Ein Angriff bewaffneter Terroristen am Hauptsitz der staatlichen türkischen Raumfahrtgesellschaft in der Nähe von Ankara hat die Pläne des türkischen Präsidenten Recep Tayyip Erdoğan erheblich erschwert. Der von der verbotenen Arbeiterpartei Kurdistans (PKK) reklamierte Anschlag fällt in eine Zeit, in der Erdoğan die regionalen Turbulenzen nach dem Hamas-Angriff auf Israel zu seinen Gunsten nutzen will, sowohl im Inland als auch international.
Erdoğan hat sich unlängst als scharfer Kritiker des von Israel geführten Krieges positioniert, indem er Israel als Terrorstaat bezeichnete und provokativ den israelischen Premierminister mit Hitler verglich. Tatsächlich strebt Erdoğan an, seinen politischen Einfluss inmitten dieser Konflikte zu maximieren.
Ein zentrales Problem liegt darin, dass die türkische Verfassung ihm keine erneute Kandidatur bei den Präsidentschaftswahlen 2028 gestattet. Seine einzige Chance, dies zu umgehen, wäre die Verfassungsänderung, wozu ihm die notwendige Mehrheit fehlt. Um an der Macht zu bleiben, hat er den Dialog mit dem inhaftierten PKK-Führer Abdullah Öcalan initiiert, der die Auflösung der PKK ankündigen und im Gegenzug freigelassen werden könnte. Indem Erdoğan den Fokus auf den Krieg Israels lenkt, versucht er, Kritiker ruhigzustellen und die Notwendigkeit einer inneren Stabilität zu betonen.
Die neue Dynamik könnte Erdoğan in der sich wandelnden geopolitischen Landschaft des Nahen Ostens zugutekommen. Die militärischen Aktionen Israels gegen vom Iran unterstützte Gruppierungen wie Hamas und Hisbollah könnten das seit zwei Jahrzehnten anhaltende Übergewicht des Iran infrage stellen und Erdoğans Position stärken.

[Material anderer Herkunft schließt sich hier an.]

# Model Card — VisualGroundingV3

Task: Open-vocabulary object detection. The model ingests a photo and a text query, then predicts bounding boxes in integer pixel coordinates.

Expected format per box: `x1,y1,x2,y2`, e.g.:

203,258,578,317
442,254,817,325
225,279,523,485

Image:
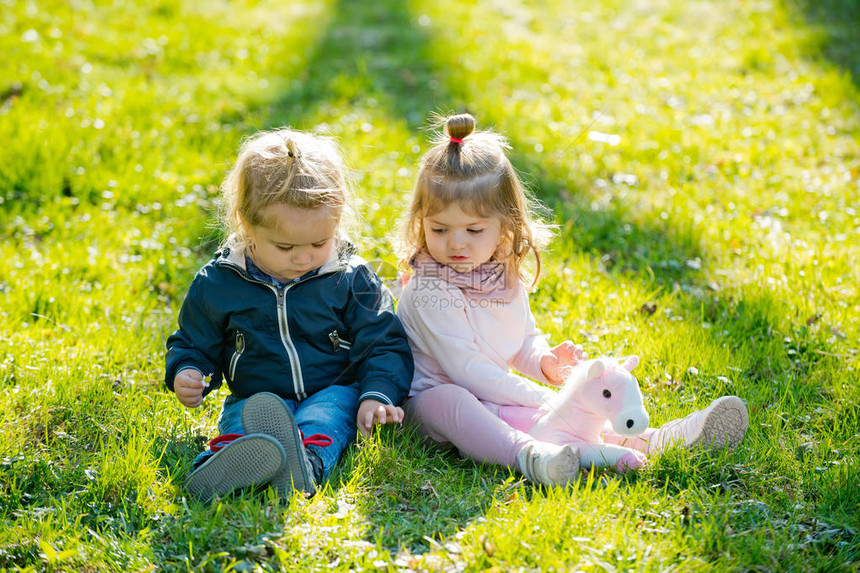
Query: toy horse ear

Der türkische Präsident hat zudem seine Beziehung zu Syriens Bashar al-Assad überdacht, um das Problem fast 4 Millionen syrischer Flüchtlinge in der Türkei anzugehen. Assad hat jedoch Zugeständnisse gefordert, die Erdoğan nur ungern machen möchte. Doch die neuen regionalen Kräfteverhältnisse könnten Assad zu einem Schulterschluss zwingen.
Das jüngste Attentat zeigt jedoch, dass interne PKK-Fraktionen einer Vereinbarung mit Erdoğan widerstreben. Eine dauerhafte Lösung, die zentrale demokratische Forderungen der Kurden berücksichtigt, bleibt für Erdoğan, einen starken Mann des politischen Establishments, schwer vorstellbar. Solange ungelöste kurdische Fragen weiter bestehen, könnte das geopolitische Chaos mehr Herausforderungen als Chancen für Erdoğan bereithalten.